And so they’re able to have the two other micro tour thoughts to kind of tweak or adjust, or now you also have the weight of the reviews, right? From the first stop to then help launch the other two stops. So that was also a big conversation. I mean, this was really the case for like How to be a Rock Critic. CTG really helped develop it and then also premier it, but we got amazing reviews. And so that was able to be really plastered all over when it moved around. And even when they did it in New York, I think they did it in one of the Under The Radar festivals. It was able to really have these amazing kind of pockets of reviews so that they can pull from that. And also they had learned, they had learned okay, even from something as simple as like wig design or the props that they were using and seeing what was too much, what was just right, maybe they could cut back on the design in the next couple iterations. So that was really helpful to them.

Jeffrey Mosser: And it didn’t water down the audience at all.

Patricia Garza: No, because what we’re seeing, and what we saw in LA was LA, Orange County, and San Diego were very different audiences. People do not come past freeways, right? In LA there’s this like big line of like “no.” Orange County audiences or San Diego audiences were like, “Oh great, it’s coming to my hometown so I don’t need to run up there.” And so it didn’t really cannibalize audiences at all because the audiences are really about proximity and particularly in Los Angeles where traffic and freeways are just in the distance between those three cities is pretty wide. So it really does help when you can kind of localize and then focus on the audience right around your area versus trying to capture everybody to come up to LA.

Jeffrey Mosser: I’m going to jump into something from the Roadmap. A note from Center Theatre Group Associate Artistic Director and Program Director, Diane Rodriguez. She writes, this is relating to the directors circle that was created. And it says “the goal of the directors circle was to further explore the development of professional and trusting relationships between presenters and producers.” I guess my question there has always been, what was the level of distrust perhaps?

Patricia Garza: Well, I think like any art form, right? Is grounded in trust and relationships. And we know theatre, a hundred fold. I feel like every time I run into somebody, it’s like, “Do you know so and so?” It’s like a Kevin Bacon game. So I think it’s very fun and I that’s what’s the beauty of theatre and that’s also the challenge of theatre, right? Because again, we become very insular. What she was referring to there, if you’re a curator, right? A curator of work, you’re going to get bazillion pitches. You just are, I mean, that’s the reality. And so, but that’s not really relationship building, right?
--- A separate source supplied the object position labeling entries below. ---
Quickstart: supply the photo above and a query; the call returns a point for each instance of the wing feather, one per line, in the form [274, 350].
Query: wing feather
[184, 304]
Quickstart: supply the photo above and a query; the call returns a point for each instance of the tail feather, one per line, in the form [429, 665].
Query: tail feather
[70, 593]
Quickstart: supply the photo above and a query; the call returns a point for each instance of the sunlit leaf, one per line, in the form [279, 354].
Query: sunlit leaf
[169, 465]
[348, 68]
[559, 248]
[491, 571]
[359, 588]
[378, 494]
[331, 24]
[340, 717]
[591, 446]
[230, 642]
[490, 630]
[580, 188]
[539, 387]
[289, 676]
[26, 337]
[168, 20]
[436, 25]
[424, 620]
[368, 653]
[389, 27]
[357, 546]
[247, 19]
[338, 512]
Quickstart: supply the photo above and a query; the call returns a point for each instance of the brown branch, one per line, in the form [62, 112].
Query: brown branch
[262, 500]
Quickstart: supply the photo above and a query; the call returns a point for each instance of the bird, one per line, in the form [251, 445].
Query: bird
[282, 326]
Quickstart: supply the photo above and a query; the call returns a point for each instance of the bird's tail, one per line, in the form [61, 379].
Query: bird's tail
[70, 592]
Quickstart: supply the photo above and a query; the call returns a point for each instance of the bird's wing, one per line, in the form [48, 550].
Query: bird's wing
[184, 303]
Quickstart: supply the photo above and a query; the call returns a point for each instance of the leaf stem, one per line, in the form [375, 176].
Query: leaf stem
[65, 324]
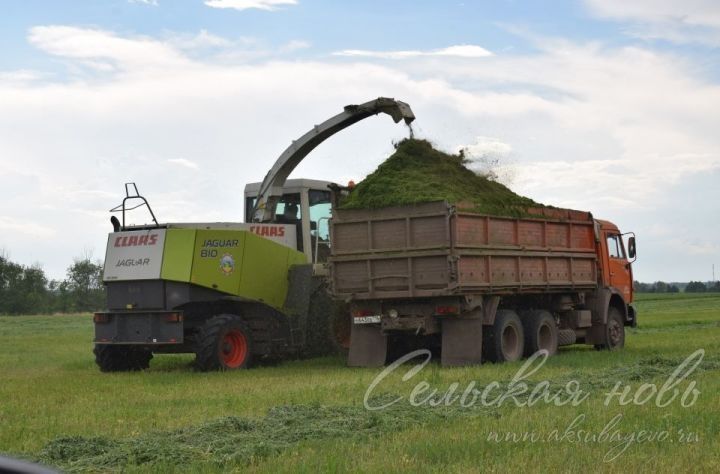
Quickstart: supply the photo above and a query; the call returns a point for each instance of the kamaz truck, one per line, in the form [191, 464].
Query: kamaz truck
[479, 287]
[231, 293]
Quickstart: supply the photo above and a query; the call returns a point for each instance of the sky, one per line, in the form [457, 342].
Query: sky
[607, 106]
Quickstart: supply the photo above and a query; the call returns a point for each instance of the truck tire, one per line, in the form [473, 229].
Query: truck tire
[541, 332]
[224, 342]
[112, 358]
[566, 337]
[504, 341]
[614, 332]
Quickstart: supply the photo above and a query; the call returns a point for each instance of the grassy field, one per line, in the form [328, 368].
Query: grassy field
[55, 406]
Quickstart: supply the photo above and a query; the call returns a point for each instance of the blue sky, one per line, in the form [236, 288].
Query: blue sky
[602, 105]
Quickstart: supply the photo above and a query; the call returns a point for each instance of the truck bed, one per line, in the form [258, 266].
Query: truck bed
[439, 249]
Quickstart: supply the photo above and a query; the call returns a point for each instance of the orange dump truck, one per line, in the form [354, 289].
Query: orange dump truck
[477, 287]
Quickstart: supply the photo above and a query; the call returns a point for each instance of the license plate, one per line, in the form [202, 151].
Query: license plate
[367, 319]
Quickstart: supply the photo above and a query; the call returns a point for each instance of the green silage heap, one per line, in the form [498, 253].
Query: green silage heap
[418, 173]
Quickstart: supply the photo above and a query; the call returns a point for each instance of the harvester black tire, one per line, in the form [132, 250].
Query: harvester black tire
[504, 341]
[224, 342]
[119, 358]
[614, 332]
[540, 330]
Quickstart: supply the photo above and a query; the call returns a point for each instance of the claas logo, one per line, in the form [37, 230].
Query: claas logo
[136, 240]
[268, 231]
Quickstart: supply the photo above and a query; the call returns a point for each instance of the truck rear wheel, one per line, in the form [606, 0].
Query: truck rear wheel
[223, 343]
[504, 341]
[540, 332]
[118, 358]
[614, 332]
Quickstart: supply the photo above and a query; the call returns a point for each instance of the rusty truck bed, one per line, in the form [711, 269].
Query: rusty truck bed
[437, 249]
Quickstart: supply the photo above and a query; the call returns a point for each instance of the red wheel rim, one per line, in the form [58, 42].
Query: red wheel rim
[234, 349]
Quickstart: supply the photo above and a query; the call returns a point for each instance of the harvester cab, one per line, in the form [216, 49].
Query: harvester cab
[304, 203]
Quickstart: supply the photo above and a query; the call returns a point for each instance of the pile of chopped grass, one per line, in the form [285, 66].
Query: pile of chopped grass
[418, 173]
[242, 441]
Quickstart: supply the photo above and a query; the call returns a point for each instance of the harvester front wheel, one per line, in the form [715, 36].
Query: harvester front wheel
[117, 358]
[223, 343]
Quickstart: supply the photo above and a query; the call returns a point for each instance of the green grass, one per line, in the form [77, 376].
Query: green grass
[429, 175]
[307, 415]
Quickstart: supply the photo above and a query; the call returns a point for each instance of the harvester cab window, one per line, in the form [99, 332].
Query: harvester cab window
[288, 209]
[320, 223]
[615, 248]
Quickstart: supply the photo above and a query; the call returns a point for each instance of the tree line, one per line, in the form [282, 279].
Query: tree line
[691, 287]
[27, 290]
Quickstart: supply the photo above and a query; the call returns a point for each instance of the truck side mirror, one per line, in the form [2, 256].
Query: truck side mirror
[631, 247]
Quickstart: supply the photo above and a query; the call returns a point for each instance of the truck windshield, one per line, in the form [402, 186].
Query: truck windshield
[615, 247]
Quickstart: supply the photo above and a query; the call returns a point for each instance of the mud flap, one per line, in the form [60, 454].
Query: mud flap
[461, 342]
[368, 346]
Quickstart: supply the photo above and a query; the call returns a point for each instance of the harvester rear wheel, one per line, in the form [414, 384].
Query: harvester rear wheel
[540, 332]
[223, 343]
[504, 341]
[117, 358]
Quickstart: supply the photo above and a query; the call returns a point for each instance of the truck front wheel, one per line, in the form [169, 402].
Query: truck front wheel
[504, 341]
[224, 343]
[614, 332]
[118, 358]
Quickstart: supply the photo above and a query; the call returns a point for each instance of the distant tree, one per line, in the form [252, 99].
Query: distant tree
[83, 289]
[22, 289]
[696, 287]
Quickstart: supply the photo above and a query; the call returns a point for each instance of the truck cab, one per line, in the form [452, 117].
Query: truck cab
[615, 260]
[306, 204]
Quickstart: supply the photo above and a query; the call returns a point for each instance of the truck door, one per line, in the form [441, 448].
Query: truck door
[618, 267]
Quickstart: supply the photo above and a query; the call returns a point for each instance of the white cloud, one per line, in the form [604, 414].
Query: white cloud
[490, 157]
[183, 162]
[458, 51]
[25, 228]
[248, 4]
[295, 45]
[93, 46]
[682, 22]
[203, 39]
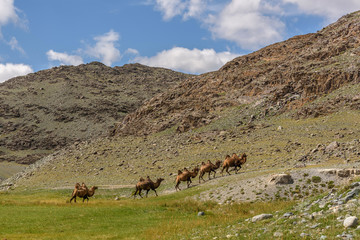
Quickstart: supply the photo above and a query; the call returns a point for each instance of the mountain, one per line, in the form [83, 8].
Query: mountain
[290, 105]
[284, 76]
[50, 109]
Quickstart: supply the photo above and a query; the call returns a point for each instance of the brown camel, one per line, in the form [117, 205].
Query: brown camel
[83, 192]
[233, 161]
[208, 168]
[186, 175]
[147, 185]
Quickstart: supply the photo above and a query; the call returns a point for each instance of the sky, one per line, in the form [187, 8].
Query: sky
[192, 36]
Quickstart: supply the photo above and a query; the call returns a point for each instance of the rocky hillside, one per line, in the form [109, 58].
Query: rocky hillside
[282, 76]
[47, 110]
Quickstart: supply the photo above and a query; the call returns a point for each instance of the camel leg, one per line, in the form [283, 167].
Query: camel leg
[177, 186]
[227, 170]
[155, 192]
[189, 182]
[201, 176]
[214, 172]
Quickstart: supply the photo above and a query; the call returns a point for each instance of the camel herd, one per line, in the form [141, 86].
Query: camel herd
[83, 192]
[147, 184]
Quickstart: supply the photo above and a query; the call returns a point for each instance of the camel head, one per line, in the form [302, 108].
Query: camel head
[243, 157]
[160, 180]
[196, 169]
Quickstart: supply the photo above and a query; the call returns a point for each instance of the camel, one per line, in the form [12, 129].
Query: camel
[208, 167]
[186, 175]
[83, 192]
[233, 161]
[147, 185]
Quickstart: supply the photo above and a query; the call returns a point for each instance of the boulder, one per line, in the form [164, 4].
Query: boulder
[281, 179]
[261, 217]
[350, 222]
[332, 146]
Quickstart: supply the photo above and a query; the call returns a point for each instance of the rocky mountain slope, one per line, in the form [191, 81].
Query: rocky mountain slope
[50, 109]
[282, 76]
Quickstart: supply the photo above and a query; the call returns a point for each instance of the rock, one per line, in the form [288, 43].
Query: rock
[281, 179]
[344, 173]
[332, 146]
[304, 235]
[261, 217]
[287, 215]
[353, 193]
[350, 222]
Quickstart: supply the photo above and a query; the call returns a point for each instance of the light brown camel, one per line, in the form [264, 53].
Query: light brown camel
[147, 185]
[186, 175]
[83, 192]
[233, 161]
[208, 168]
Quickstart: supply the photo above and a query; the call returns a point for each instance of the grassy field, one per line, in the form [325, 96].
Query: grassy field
[47, 214]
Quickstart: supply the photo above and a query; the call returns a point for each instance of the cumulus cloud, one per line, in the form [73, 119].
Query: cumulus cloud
[105, 48]
[186, 60]
[64, 58]
[14, 44]
[330, 9]
[10, 70]
[186, 9]
[245, 23]
[7, 12]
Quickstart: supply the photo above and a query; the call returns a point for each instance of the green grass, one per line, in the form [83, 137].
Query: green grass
[45, 214]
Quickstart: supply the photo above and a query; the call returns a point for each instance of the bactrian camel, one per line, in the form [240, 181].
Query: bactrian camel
[147, 185]
[208, 168]
[83, 192]
[186, 175]
[233, 161]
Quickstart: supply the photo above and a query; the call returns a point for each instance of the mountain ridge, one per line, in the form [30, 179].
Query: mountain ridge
[284, 75]
[49, 109]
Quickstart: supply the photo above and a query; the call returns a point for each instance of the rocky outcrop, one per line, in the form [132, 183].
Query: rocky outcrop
[282, 76]
[50, 109]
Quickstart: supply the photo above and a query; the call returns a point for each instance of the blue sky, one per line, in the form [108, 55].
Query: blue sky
[193, 36]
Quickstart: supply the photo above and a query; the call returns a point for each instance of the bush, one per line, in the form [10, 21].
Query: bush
[316, 179]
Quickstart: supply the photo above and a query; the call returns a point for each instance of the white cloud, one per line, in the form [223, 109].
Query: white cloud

Like you can pick up a show because you saw it or you got a good pitch deck, and then you’re like, “Okay, I’m going to move this forward because of XYZ reason, money, maybe it appeals to an audience, you like the themes or aesthetic, but with the directors circle, what they were hoping to accomplish is to really challenge themselves to have these really robust conversations around curation and programming and trust building and relationship building with themselves, right?

So to say, “Hey, did you know about this artist?” Or like, “Hey, I had with this amazing artist. I really think you all in the U.S. would benefit from it or in LA specifically.” And to know that you have a colleague that you can trust that you’ve been having these really, really in depth conversations around art, aesthetics, intentionality with the work. So that was one thing that I think was a wow, that she pulled from a lot. And then I think it’s also with the artists, to feel like they know these presenters, these producers are trustworthy and will really hold their work in a responsible kind of very careful way, that they weren’t going to splash it on the stage and then not understand what the work needed to be fostered under, because I think that’s also part of when you’re talking about ensemble or devised work, they may need six years. Yeah. I mean, some, honestly, some people need a lot of time and they need 13 people in the room because that’s how they work.

And so how do we create flexible models that are not the typical, right? Oh, playwright director, designer. Okay, good. We’re done. It’s like, no, actually they need 15 people and they all do different things and they all wear different hats and they all play music and to be okay with that. And so I think that’s part of it too, is to, by traveling together, by experiencing new work, they were able to expand their aperture to be like, “Wow, I need to think differently about art making.” Or, “I need to think differently about what artists need.” And so then when you’re able to meet with a local artist or somebody that’s doing the work maybe nationally, you have that vocabulary to offer to the conversation and that understanding, so you’re not trying to squash them into the typical developmental model. You’re able to be more expansive in terms of how you’re approaching the work.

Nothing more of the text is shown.